The GOP nominee has promised “pumping, fracking, drilling and producing like never before,” while the Democratic nominee has been more reserved, promising not to ban fracking and offshore drilling (reversing her 2019 campaign stance) and extolling “the largest increase in domestic oil production in history” from the Biden administration — though leaving out the president’s willful depletion of the Strategic Petroleum Reserve for short-term political gain during his aborted re-election bid.
But despite the candidates’ rhetorical reassurances, late-September American Petroleum Institute polling conducted by Morning Consult finds voters in the seven states (Arizona, Georgia, Michigan, Nevada, North Carolina, Pennsylvania and Wisconsin) that will decide the presidential election want answers on specifics almost without exception.
Eighty-six percent of the 3,907 battleground-state voters polled, including 88% of Republicans and independents and 84% of Democrats, want details from Trump and Harris about their energy positions beyond the broad strokes already provided.
And these voters want more energy production domestically as well, an especially salient consideration in light of ongoing tensions in the oil-rich Middle East driving up crude-oil prices nearly 5% intraday at this writing.
In all seven states surveyed, at least 83% of voters believe more domestic oil and natural-gas production would lower inflation. That number is highest in Georgia, where 89% want more to be done.
These voters also draw parallels between domestic energy production and national security in an increasingly dangerous and polarized world.
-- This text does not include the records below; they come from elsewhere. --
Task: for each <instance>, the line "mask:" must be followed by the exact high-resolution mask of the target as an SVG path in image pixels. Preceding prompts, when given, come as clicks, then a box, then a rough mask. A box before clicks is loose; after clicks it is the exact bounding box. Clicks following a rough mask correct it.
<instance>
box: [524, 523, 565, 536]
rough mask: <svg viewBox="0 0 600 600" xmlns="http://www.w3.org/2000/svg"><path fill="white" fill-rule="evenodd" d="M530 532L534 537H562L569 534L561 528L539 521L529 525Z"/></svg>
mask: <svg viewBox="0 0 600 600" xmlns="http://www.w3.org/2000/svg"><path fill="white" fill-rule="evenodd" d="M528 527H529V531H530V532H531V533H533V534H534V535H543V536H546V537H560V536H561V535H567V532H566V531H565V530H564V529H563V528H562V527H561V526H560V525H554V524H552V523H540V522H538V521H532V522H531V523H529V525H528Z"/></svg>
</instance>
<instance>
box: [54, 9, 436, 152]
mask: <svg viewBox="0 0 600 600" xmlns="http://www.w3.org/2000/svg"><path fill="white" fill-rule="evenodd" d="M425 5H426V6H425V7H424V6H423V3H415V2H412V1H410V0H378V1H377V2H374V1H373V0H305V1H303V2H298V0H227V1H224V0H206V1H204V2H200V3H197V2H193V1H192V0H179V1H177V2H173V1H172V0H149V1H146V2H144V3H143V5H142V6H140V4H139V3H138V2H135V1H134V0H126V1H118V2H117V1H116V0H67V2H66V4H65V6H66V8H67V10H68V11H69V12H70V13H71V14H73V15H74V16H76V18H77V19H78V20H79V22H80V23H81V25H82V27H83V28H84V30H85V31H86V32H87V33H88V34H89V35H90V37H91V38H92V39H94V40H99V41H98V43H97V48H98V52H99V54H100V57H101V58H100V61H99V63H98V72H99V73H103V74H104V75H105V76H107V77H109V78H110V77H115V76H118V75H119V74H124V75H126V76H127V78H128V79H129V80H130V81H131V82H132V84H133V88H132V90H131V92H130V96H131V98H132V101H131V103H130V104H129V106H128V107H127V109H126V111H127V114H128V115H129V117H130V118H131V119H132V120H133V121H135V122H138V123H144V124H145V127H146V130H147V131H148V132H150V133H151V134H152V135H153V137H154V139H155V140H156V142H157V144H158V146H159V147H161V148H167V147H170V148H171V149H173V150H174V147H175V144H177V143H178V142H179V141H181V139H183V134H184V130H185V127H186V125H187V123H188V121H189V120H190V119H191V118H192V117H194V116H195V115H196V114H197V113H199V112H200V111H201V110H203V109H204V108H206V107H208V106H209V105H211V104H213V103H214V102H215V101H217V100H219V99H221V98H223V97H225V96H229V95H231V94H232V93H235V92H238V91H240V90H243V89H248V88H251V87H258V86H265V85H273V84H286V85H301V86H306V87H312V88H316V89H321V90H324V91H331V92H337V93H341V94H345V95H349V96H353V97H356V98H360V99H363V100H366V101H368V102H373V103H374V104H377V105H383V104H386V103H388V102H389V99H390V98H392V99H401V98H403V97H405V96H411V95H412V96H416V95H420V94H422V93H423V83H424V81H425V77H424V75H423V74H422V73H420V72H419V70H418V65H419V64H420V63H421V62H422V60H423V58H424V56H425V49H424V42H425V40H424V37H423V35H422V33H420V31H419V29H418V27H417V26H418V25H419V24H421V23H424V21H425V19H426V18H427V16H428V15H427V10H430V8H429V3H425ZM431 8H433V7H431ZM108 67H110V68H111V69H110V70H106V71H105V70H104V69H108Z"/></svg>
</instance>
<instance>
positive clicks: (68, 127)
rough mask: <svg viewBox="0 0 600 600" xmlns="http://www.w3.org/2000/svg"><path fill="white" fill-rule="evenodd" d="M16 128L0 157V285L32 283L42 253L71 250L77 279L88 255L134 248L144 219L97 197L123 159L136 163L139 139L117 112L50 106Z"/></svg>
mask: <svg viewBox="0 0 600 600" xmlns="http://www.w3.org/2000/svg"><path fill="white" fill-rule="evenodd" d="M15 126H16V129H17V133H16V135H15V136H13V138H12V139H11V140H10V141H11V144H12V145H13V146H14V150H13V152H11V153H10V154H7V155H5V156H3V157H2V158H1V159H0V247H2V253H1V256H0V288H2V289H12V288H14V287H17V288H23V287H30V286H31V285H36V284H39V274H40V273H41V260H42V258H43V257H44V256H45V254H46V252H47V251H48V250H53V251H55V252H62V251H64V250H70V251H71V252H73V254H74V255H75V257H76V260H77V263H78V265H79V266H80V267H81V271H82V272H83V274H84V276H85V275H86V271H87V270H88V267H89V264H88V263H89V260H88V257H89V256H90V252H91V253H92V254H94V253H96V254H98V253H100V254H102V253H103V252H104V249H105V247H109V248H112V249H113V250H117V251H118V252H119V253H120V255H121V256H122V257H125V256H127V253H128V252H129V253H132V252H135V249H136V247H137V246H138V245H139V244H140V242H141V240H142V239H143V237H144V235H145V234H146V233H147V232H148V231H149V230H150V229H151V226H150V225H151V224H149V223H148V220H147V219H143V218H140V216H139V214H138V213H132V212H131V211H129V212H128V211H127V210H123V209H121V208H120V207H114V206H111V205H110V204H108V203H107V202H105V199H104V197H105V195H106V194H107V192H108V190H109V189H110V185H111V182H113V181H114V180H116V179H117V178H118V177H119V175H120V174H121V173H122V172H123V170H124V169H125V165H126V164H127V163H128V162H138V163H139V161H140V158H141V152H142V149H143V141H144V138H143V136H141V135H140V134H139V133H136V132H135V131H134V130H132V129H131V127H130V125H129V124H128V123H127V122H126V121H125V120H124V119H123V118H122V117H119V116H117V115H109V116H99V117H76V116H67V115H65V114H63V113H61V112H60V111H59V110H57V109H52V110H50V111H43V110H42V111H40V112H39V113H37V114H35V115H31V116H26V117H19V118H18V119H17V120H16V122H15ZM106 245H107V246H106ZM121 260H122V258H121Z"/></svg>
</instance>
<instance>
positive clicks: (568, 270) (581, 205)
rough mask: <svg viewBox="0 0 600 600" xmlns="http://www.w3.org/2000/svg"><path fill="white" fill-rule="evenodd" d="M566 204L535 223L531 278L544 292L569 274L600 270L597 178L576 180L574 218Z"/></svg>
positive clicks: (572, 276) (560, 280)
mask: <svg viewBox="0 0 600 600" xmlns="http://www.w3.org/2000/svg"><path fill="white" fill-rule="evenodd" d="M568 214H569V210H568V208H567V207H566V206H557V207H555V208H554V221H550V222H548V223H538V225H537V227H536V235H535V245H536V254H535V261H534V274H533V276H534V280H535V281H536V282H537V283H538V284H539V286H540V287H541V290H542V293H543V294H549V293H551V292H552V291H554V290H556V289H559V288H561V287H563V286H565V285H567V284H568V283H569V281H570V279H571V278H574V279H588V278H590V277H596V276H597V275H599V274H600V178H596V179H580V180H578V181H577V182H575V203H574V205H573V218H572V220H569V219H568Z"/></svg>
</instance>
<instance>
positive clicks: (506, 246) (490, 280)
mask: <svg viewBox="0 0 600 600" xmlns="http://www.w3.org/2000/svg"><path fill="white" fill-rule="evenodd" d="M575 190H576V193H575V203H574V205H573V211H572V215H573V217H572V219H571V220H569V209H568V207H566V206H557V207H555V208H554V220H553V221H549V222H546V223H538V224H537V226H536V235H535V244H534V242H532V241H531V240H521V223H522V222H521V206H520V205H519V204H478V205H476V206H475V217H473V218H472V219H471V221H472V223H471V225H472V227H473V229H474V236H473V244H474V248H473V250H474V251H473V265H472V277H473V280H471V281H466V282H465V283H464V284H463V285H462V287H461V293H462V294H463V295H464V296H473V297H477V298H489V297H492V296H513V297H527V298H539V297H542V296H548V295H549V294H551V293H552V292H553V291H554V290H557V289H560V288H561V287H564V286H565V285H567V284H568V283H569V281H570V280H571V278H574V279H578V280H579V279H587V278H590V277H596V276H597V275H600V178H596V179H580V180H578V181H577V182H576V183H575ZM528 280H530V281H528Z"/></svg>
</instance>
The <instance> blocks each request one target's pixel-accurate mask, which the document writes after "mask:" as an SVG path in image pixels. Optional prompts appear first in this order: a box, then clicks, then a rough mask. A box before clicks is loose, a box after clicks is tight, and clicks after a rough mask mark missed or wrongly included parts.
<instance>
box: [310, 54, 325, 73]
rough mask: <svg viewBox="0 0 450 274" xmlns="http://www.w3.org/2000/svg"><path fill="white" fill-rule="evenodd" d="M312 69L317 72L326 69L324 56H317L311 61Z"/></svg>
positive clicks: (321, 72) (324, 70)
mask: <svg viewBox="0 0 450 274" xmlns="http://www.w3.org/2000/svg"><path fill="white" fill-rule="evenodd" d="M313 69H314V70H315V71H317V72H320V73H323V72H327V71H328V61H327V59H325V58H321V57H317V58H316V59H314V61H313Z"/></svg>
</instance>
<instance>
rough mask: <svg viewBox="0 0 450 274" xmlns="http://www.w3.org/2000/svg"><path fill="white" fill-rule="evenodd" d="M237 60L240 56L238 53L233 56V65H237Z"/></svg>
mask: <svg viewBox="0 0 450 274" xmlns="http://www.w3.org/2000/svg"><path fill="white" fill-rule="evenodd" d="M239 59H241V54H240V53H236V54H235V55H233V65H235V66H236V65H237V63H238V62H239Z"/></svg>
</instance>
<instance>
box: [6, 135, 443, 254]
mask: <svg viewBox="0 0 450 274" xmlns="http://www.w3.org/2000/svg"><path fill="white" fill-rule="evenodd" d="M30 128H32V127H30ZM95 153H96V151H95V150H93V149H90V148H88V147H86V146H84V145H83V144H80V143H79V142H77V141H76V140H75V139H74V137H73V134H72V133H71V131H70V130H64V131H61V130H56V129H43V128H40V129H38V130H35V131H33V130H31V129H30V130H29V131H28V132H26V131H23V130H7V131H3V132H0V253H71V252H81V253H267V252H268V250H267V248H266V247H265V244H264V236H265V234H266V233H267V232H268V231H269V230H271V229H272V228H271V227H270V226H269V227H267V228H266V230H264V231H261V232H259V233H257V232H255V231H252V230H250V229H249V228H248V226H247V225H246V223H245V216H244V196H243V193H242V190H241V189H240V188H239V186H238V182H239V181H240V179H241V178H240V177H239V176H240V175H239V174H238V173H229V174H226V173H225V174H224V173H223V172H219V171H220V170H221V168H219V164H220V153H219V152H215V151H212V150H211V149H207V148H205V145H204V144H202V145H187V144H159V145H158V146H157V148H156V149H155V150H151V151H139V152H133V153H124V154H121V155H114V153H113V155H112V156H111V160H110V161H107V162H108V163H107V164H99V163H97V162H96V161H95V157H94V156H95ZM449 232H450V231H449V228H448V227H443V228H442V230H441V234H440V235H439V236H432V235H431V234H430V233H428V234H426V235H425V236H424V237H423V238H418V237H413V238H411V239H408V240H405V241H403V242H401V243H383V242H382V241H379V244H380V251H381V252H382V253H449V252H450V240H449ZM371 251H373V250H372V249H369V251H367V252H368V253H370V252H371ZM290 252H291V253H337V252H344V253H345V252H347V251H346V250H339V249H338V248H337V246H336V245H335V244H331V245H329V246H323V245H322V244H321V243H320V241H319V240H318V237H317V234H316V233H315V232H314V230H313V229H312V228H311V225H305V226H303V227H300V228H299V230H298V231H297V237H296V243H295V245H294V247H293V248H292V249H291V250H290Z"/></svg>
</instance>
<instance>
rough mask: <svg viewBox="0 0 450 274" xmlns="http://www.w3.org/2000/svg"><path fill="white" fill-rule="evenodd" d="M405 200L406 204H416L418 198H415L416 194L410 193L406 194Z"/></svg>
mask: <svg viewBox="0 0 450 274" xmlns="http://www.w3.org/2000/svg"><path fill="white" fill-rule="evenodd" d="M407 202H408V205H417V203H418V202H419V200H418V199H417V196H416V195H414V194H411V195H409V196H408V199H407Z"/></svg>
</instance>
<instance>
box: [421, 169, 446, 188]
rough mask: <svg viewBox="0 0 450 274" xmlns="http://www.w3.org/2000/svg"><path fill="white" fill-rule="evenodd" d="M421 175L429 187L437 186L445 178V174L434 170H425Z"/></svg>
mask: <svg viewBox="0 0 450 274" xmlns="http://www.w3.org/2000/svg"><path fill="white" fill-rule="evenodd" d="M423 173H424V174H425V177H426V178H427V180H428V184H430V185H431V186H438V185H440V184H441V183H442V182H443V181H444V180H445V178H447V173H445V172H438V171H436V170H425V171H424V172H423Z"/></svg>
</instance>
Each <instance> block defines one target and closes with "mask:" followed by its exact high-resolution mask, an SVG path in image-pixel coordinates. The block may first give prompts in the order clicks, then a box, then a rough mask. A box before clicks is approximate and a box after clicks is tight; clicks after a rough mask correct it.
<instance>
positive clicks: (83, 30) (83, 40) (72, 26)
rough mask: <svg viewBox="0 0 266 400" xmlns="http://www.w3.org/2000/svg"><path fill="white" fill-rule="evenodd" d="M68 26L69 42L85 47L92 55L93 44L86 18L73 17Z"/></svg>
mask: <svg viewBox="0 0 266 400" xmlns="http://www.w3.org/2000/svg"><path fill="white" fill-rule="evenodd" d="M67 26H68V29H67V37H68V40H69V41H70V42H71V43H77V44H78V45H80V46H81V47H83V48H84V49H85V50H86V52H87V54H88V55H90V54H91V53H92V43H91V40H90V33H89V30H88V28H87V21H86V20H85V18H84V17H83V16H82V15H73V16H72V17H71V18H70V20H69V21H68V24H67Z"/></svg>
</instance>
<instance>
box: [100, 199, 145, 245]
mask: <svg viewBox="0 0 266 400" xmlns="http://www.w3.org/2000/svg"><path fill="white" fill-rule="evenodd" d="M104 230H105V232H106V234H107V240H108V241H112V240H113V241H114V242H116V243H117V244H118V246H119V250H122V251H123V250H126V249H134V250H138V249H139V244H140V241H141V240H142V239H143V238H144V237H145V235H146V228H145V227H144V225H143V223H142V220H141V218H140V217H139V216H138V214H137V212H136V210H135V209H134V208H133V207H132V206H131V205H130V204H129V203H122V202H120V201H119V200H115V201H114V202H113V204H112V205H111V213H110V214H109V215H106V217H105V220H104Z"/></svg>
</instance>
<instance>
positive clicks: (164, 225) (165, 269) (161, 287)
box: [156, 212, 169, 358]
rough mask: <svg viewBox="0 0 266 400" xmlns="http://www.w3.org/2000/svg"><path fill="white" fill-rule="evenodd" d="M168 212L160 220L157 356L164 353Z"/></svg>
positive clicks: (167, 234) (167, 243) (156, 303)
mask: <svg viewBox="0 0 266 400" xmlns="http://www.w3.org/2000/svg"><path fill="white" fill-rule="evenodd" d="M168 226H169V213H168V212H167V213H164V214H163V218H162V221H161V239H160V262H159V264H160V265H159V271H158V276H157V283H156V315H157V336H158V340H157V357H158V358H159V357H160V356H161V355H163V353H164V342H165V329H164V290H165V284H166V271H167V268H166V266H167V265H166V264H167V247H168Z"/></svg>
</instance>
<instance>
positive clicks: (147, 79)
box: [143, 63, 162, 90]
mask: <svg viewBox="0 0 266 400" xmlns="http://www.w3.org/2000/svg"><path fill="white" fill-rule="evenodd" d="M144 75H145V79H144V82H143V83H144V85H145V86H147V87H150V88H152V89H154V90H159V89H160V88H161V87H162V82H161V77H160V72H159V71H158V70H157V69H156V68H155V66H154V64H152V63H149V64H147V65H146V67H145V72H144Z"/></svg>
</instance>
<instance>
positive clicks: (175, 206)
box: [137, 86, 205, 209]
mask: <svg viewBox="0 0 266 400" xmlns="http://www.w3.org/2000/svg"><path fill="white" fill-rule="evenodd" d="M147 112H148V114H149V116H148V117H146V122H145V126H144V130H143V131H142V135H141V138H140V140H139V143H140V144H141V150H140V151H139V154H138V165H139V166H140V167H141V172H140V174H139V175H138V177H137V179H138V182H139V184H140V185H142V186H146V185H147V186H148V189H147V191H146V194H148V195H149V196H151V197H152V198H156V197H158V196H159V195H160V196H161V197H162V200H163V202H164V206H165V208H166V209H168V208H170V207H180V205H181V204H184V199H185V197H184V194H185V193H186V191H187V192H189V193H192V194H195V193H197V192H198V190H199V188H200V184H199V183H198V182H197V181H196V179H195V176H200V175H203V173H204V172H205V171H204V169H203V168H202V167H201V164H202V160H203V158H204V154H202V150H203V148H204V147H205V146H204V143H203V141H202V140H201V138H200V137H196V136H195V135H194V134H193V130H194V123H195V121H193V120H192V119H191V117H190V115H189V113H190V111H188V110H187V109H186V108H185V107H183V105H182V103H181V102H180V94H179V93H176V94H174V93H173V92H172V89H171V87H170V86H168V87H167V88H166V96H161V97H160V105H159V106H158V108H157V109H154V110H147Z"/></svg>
And as with the other questions, there is scant daylight in the swing states between Democrats and Republicans on the need to counter China’s and Russia’s malign influence by doing so, as 92% of GOP voters and 87% from the other side agree, as do 84% of independents.
Leveraging American resources to this end is likewise widely popular, particularly in Georgia and Nevada, where 87% of voters take this position. Overall, 80% of Democrats, 84% of indys and 91% of Republicans feel this way.
Voters are already casting ballots in a number of swing states, so the candidates have little time to sharpen their arguments on energy matters.
But this survey clarifies that voters across the political spectrum are clamoring for clarity — and reassurances the next president will be unambiguously committed to onshoring energy production and disempower countries that would hold American families hostage.